- American Beach
- Coordinates: 35°46′08″S 137°52′49″E﻿ / ﻿35.768780°S 137.880240°E
- Country: Australia
- State: South Australia
- Region: Fleurieu and Kangaroo Island
- LGA: Kangaroo Island Council;
- Location: 115 km (71 mi) south-west of Adelaide; 25 km (16 mi) east of Kingscote;
- Established: 2002

Government
- • State electorate: Mawson;
- • Federal division: Mayo;

Population
- • Total: 0 (SAL 2021)
- Time zone: UTC+9:30 (ACST)
- • Summer (DST): UTC+10:30 (ACST)
- Postcode: 5222
- County: Carnarvon
- Mean max temp: 18.1 °C (64.6 °F)
- Mean min temp: 12.8 °C (55.0 °F)
- Annual rainfall: 538.4 mm (21.20 in)
Localities around American Beach
| Nepean Bay | Nepean Bay | Kangaroo Head |
| Nepean Bay | American Beach | Dudley West |
| Baudin Beach | Dudley West | Dudley West |

= American Beach, South Australia =

American Beach is a locality in South Australia on the north coast of the Dudley Peninsula on Kangaroo Island, overlooking Nepean Bay, about 115 km south-west of Adelaide.

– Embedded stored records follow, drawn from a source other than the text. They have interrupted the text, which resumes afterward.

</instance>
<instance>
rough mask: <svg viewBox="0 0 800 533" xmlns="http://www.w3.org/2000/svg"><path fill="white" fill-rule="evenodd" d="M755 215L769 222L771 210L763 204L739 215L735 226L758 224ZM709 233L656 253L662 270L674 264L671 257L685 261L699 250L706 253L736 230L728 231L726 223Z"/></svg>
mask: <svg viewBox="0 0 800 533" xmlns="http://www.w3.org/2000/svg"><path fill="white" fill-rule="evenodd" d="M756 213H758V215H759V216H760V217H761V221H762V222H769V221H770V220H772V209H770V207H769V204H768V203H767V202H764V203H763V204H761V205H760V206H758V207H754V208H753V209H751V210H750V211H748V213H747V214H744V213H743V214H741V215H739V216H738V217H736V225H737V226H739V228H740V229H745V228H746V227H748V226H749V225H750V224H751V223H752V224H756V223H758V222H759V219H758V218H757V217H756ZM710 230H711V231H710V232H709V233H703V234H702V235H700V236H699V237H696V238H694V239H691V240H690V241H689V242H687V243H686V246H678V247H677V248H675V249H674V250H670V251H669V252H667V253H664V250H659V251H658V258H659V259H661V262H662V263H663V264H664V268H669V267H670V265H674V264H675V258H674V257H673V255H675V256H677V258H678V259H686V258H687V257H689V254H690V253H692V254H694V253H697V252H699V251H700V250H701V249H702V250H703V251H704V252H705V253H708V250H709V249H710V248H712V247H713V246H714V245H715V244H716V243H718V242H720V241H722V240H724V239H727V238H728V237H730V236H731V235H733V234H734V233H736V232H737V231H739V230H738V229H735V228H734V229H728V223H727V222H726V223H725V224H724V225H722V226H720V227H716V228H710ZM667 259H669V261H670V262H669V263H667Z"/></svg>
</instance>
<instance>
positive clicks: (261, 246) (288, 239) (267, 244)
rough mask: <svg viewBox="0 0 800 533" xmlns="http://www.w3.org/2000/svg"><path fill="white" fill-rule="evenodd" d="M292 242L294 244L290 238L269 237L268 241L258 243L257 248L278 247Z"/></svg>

The name is derived from the nearby beach of the same name. The locality is zoned for conservation purposes with the view of providing limited built development intended principally for tourism uses, which has a minimal impact and where provided, complements the environment of the locality.

The gazetted locality boundaries were created in March 2002. As of 2015, it consists of a strip of land located between the coastline with Nepean Bay and the Hog Bay Road. It is “not to be confused with the former American Beach Estate subdivision”, which was also gazetted in 2002 as Baudin Beach.

American Beach is located within the federal division of Mayo, the state electoral district of Mawson and the local government area of the Kangaroo Island Council.